Au-delà de l'euphorie technologique
Paul H. Dembinski
Secrétaire général de l'Observatoire de la Finance
Professeur à l'Université de Fribourg (Suisse)
Editorial de Finance & Technologie, Les Magazine de l'Agefi - Supplément au numéro 213, septembre 2002
L’enterrement sans tambour ni trompette de la nouvelle économie a mis une fin brutale à la e-fascination. Aujourd’hui que la loi de la gravité financière a repris ses droits, il est évident qu’internet n'a pas de vertus miraculeuses et qu’il faut plus que son invocation pour qu’un projet d’investissement passe la rampe d’accès au financement. Pendant les années euphoriques la question de la technologie a été trop souvent assimilé dans le secteur financier à la stratégie internet, comme si la toile était la seule dimension où les banques avaient à se soucier de leur choix technologiques. Là encore, le rappel à l’ordre a été radical. La technologie est redevenue ce qu’elle a toujours été, c’est-à-dire un ensemble de moyens permettant, à condition d’être bien utilisés, de réaliser de profonds changements et – pour certains – d’améliorer de manière significative leurs performances.
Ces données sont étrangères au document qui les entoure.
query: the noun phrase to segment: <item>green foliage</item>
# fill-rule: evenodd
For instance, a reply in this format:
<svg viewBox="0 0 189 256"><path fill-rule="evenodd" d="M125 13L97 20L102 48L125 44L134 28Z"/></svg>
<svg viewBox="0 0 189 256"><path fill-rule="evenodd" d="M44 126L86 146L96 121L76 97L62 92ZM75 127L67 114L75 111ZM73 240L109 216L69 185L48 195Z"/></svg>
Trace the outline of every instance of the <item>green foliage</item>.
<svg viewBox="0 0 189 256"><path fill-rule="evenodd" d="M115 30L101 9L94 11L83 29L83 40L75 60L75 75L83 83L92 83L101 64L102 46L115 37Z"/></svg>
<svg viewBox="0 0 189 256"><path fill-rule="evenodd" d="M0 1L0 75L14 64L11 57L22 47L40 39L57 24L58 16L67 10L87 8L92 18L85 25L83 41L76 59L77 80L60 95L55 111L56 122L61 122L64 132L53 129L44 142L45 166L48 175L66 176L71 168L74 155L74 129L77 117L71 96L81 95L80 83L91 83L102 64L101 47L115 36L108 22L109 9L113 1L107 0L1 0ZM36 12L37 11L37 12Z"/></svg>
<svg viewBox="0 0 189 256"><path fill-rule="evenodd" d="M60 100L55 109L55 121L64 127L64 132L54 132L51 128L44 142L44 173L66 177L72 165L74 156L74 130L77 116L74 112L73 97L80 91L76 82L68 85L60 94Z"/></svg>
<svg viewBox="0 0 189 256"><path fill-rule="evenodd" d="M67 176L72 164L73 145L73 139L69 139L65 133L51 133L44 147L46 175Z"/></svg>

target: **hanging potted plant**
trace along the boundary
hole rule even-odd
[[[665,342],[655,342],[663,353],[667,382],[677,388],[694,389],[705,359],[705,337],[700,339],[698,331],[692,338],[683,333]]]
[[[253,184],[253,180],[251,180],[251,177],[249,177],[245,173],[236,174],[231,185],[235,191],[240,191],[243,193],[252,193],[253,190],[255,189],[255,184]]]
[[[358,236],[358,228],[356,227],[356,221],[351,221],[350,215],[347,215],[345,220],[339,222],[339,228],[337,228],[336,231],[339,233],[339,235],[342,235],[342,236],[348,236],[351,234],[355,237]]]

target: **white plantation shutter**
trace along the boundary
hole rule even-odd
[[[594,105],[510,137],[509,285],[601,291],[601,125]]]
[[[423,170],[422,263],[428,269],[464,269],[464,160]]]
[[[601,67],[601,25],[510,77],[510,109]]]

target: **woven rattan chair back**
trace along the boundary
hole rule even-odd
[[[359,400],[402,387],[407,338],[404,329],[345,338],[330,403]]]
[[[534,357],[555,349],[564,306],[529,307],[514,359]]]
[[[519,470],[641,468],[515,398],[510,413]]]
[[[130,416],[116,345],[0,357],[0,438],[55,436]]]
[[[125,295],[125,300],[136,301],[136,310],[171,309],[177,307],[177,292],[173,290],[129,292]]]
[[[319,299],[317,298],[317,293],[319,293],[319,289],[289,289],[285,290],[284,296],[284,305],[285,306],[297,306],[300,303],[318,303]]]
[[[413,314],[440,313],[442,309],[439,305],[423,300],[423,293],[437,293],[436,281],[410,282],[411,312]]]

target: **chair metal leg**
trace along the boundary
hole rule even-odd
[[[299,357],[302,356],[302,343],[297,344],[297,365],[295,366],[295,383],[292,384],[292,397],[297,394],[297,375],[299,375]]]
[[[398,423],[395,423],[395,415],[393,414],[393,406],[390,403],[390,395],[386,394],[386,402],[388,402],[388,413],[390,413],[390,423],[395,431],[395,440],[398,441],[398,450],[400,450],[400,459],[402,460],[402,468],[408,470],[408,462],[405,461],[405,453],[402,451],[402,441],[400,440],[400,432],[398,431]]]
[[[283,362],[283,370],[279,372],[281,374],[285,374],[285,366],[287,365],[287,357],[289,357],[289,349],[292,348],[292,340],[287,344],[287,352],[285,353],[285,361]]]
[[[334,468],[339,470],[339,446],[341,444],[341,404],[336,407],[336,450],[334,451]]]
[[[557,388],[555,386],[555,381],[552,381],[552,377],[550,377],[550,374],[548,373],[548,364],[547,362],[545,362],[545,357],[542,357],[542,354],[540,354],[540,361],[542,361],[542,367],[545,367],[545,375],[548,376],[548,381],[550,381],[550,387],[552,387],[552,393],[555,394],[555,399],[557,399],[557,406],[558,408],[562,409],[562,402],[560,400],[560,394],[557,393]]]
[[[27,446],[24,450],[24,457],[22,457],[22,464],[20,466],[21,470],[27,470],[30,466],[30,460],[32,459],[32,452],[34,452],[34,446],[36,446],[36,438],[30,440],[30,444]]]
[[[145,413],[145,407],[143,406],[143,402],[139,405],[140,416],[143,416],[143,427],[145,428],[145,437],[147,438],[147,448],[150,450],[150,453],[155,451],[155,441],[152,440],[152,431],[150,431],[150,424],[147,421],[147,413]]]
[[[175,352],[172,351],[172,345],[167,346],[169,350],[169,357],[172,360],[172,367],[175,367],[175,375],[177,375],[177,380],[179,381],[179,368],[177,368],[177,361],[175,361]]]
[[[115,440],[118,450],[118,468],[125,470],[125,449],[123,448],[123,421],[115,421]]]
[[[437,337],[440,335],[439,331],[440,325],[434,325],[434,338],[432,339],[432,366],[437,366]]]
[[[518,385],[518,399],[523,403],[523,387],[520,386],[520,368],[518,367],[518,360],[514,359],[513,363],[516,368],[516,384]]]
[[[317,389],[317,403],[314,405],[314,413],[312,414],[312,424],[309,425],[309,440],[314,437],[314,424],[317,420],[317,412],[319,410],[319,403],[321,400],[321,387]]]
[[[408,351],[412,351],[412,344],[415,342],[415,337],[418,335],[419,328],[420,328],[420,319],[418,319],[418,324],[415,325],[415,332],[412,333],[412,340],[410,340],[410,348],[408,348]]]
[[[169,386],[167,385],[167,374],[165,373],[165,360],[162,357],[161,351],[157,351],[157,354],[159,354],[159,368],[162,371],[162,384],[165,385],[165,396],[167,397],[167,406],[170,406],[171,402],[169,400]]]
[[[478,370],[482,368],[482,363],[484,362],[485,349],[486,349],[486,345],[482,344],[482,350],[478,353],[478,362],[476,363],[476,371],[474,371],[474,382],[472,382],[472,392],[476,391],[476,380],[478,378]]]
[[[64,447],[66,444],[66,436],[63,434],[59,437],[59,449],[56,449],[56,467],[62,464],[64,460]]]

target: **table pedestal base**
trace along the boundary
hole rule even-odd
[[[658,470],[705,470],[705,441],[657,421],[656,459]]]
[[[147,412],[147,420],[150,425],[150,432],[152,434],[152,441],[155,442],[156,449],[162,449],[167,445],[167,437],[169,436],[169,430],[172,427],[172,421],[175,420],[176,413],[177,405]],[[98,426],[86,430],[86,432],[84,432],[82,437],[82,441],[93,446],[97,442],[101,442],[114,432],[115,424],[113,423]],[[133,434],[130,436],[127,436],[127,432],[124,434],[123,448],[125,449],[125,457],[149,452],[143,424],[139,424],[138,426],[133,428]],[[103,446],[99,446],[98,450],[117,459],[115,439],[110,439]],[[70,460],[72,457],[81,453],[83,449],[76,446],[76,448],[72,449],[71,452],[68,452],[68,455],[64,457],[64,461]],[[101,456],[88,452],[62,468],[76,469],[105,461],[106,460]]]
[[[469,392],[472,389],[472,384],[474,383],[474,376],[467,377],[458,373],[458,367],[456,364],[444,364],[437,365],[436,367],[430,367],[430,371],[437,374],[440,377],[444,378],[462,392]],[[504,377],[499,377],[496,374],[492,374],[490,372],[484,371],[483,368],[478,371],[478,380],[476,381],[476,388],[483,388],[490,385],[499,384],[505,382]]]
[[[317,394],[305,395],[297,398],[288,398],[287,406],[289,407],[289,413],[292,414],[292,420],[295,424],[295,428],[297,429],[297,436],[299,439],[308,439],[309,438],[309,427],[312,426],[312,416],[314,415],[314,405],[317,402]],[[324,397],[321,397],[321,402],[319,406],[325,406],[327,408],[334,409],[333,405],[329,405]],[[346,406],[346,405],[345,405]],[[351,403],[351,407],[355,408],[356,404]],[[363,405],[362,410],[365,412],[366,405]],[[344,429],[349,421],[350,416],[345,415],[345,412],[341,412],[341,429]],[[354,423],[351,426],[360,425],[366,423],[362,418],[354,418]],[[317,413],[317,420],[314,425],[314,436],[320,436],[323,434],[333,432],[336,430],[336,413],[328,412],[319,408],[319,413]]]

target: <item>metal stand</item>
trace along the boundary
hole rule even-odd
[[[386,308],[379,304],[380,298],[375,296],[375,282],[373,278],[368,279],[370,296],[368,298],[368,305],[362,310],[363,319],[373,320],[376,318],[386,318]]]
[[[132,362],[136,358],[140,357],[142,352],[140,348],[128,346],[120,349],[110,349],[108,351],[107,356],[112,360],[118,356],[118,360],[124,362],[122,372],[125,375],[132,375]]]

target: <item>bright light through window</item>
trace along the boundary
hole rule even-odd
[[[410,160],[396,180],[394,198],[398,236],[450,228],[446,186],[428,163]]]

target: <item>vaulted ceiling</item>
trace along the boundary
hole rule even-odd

Après le 11 septembre, subitement les termes comme « Business
Continuity », « Disaster Recovery », c’est-à-dire
la sécurité des choix technologiques face aux nouveaux risques
ont pris une signification nouvelle. Du coup, pendant quelques mois, la
sécurité est remontée le temps de quelques mois en
tête des préoccupations stratégiques des banques.
Après les soubresauts à répétition, le moment
est venu pour faire le point avec une certaine sérénité
sur ce que les banques et les institutions financières peuvent
attendre de la technologie. Le présent numéro de «
Finance et Technologie » fruit de la collaboration entre l’Observatoire
de la Finance à Genève et l’AGEFI est l’instrument
d’une telle mise au point et d’un rappel de l’importance
de la dimension technique dans la finance contemporaine.
La technologie continue de battre le tempo des changements structurels
dans la finance et dans ses métiers. Cela est visible dans les
rapports entre les banques de détail et leurs clients. Les transactions
de détail évitent de plus en plus souvent les guichets pour
emprunter des vecteurs technologiques avec à la clé la redéfinition
des rapports entre le front et le back office. Les choix technologiques
et le poids des investissements s’y rapportant poussent à
la recherche de synergies et de nouveaux modèles d’affaires.
Le foisonnement de l’offre en matière de courtage en ligne
exprime la généralisation d’un modèle qui aujourd’hui
montre ses limites puisqu’il est tombé en quelques sortes
dans le domaine public. De nouveaux défis se dressent, ils consistent
à trouver le moyen le plus adéquat pour construire avec
le client une relation durable et à faire de la technologie le
gage de la confiance sans laquelle la finance n’a plus d’assise.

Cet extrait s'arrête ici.